# New Outback 250Rs



## kathandroddy (Feb 9, 2012)

We are thinking of buying a 2012 250rs from Lakeshore RV in Michigan. They will deliver to the Montana border for us, just wondering if anyone else in Canada has done the same thing? Do they make sure everything is in working order when they deliver and go over everything in the trailer with you?


----------



## hautevue (Mar 8, 2009)

They should First, print out a copy of the Pre Delivery Inspection (PDI) documentation. Oregon_camper wrote a very good one and a lot of newbies have used it, including me in 2009.

Search this site for PDI info and you'll find several threads of what to do (and not do) during the PDI, as well as Oregon_camper's PDI.

The problem you will have is that the delivery guy is probably a trucker first of all, and may know little or less about how things work in a TT. Canadian friends can respond to this posting and tell you how they solved that problem. Perhaps Lakeshore's delivery person knows TTs.

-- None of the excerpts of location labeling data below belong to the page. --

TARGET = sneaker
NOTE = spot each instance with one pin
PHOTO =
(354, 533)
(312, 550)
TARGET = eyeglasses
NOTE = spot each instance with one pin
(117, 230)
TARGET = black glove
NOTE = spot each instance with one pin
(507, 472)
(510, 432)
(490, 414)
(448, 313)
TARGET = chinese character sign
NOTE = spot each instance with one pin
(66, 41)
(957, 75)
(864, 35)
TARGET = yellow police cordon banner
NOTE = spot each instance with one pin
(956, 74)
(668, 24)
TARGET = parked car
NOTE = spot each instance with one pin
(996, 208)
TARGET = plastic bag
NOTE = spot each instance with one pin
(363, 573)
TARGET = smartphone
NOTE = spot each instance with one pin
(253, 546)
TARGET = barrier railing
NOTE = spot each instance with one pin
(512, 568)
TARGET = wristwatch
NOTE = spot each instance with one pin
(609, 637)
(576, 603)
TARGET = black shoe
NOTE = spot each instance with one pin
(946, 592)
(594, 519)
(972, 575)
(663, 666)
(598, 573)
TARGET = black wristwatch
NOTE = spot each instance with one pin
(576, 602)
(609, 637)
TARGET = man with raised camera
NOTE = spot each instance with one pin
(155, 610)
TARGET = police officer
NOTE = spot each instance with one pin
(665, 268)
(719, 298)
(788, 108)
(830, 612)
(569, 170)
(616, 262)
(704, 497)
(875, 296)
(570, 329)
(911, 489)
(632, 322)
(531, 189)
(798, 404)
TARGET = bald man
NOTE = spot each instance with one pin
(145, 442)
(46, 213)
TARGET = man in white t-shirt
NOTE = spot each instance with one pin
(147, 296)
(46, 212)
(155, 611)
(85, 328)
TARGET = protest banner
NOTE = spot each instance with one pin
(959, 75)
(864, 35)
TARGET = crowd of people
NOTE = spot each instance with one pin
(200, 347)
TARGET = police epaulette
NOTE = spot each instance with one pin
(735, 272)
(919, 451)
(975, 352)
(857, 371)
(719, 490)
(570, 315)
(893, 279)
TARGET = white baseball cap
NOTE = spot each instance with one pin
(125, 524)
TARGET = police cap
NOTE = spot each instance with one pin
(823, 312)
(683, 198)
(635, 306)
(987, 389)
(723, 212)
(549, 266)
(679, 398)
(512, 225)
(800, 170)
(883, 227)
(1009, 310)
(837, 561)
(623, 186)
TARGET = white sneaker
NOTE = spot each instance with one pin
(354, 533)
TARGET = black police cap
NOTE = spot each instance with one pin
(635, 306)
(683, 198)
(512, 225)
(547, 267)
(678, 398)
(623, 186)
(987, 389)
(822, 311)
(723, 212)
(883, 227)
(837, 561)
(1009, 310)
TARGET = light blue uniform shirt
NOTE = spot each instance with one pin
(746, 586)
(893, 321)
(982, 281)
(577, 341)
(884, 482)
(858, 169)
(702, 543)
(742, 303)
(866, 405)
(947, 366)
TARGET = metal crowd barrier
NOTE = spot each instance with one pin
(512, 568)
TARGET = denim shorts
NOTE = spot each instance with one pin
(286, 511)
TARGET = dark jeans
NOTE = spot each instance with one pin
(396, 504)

Good luck and welcome to the site and to Outbacker ownership. I'm sure you'll enjoy your new toy!


----------



## duggy (Mar 17, 2010)

I believe CdnOutback bought his at Lakeshore, and had them deliver it to the border. Hopefully he'll chime in with his experiences. From what I read, he was happy with the results.


----------



## duggy (Mar 17, 2010)

duggy said:


> I believe CdnOutback bought his at Lakeshore, and had them deliver it to the border. Hopefully he'll chime in with his experiences. From what I read, he was happy with the results.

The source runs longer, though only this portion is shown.